Strictly speaking, most people will use word-processor tags incorrectly
as well, with little understanding of how templates and style tagging of
whole paragraphs should work. WYSIWYG, though it hides the messy details
and lets you concentrate on simply writing, as implemented unfortunately
also obstructs insight into tagging functionality. With paper printout, on
the other hand, the visual end result is most often what counts, there being
little "content" information that survives. Even though most documents today
live on digital media with the "content" tags still alive, it is still the
visual impression that people go by. This is the mindset we inherit to the
web, and it is strongly evident in all the so-called "tutorials" on purely
visual "cool" web design that are out there.
I'm as new and as inexperienced as they come when it comes to anything
to do with this project I've undertaken, but as I noted to Bob, it is so
far very rewarding and just the kind of steep learning curve my personality
leans toward. As daunting as it may be at times, it is insight like yours
that drives me forward.
Minor correction: it is your insight that drives
you forward.
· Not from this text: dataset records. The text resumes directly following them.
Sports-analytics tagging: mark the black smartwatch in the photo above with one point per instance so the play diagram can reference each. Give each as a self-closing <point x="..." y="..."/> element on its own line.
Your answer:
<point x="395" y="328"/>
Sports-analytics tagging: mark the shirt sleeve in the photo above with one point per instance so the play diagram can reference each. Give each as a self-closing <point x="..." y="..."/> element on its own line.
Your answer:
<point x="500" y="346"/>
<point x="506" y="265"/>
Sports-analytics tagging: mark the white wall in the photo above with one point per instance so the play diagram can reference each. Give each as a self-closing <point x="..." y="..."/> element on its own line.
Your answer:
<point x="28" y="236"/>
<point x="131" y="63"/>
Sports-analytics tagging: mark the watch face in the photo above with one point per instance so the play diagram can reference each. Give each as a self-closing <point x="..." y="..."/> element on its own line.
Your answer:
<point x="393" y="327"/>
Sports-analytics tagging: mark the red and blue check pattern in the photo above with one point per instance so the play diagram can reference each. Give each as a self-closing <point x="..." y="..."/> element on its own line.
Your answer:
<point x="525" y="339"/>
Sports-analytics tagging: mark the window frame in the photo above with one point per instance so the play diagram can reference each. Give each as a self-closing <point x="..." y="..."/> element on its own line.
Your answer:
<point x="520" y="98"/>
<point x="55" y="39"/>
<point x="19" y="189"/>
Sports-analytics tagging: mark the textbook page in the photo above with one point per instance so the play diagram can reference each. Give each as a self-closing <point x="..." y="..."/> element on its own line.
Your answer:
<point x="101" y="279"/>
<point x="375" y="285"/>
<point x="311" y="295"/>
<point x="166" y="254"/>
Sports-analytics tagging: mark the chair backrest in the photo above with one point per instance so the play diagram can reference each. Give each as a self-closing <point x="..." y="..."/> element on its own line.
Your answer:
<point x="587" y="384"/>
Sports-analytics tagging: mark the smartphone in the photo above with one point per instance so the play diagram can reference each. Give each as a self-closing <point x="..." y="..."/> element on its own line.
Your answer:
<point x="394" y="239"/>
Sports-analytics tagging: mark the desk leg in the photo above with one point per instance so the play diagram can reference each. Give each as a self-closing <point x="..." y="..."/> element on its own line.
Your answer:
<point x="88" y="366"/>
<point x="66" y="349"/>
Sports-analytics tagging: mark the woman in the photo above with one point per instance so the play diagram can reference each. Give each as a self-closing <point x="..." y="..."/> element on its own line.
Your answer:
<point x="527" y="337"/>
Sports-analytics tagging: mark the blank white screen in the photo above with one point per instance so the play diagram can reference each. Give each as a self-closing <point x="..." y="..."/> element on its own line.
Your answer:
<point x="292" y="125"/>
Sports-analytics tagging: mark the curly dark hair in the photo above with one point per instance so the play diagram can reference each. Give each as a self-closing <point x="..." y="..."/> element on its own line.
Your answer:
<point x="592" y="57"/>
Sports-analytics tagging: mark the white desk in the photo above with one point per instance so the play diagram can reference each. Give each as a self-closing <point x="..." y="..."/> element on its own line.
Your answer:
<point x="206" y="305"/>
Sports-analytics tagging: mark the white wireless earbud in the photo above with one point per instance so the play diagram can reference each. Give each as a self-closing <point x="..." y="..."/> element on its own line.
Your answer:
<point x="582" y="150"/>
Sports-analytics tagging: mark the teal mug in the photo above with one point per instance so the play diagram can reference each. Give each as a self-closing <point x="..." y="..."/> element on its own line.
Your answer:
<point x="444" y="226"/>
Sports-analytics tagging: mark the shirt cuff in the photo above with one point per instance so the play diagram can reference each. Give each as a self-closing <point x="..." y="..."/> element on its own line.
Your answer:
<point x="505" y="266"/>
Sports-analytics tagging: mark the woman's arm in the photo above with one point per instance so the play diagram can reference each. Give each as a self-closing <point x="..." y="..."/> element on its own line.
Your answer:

All I can do is provide pointers based on your comments and
questions.
I'm beginning to think my MS'ness comes more from habit and experience
than informed choice. But to change my tools at this point would throw my
whole being into complete and utter chaos.
Like it or not, the shape of computing and interfaces has to a large
extent been shaped by MS (even though many concepts have not
originated with MS). By all means use the tools that you
find comfortable, but do also try to learn their pros and cons, strengths
and weaknesses, features and limitations, so that your use is an informed
one. This consideration is true of all tools, and of course one's grasp of
the tools will always be more or less imperfect.
Specific to web tools, you must develop a sense of the basics of
html tagging so that you can on occasion go to the raw html and move or adjust
tags manually. (Re tools: Aolpress for example easily allows raw edit, and
in addition formats the html with indentations that makes visual inspection
easier.) This awareness should include an understanding that some html-tags
are proprietary to particular software and not part of the general HTML standard,
and should therefore be avoided. It should also include awareness of the
current web-navigation conventions and user expectations to guide selection
of appropriate link design/layout.
Hopefully this year I will be able to find the resources to set up
a Linux box and explore some new horizons. I like the concept of Open Source
and choice. Very much.
So do I, and I expect in due time to have several Linux systems
up and running. Everything is a question of time, and I am somewhat constrained
by having to maintain a certain compatibility with clients for document files.
This mandates that I run the current version Office, which is why I sit with
NT. On the other hand, I am drifting in the direction of keeping as much
as possible as (correctly tagged) html, rtf and just plain text. Now and
then I do legacy imports (converting older material to e.g. rtf or html)
and cross-platform experiments, and it is interesting how much can be done
as long as one can stay out of the more proprietary formats. With the proper
tools, I am discovering that much original writing can now be done in html
format, allowing for very effective crosslinking and notetaking, and only
later imported into the necessary submission format. Most of this kind of
work is essentially platform-independent, except perhaps for that last step,
and thus ensures a longer lifetime for the archived material.
I do very much look forward to reading your personal insights/daynotes.
But work calls soon and it will have to wait until later tonight.
That's the joy of Internet, email and web: fully asynchronous and
stateless, it awaits _your_ convenience. (Unlike for example the
telephone.)
I am contemplating at this stage collecting some html basics and "web insight"
on some pages somewhere, probably the business domain since it sort of ties
in with my facilitation profile. I will then place a link here to this material.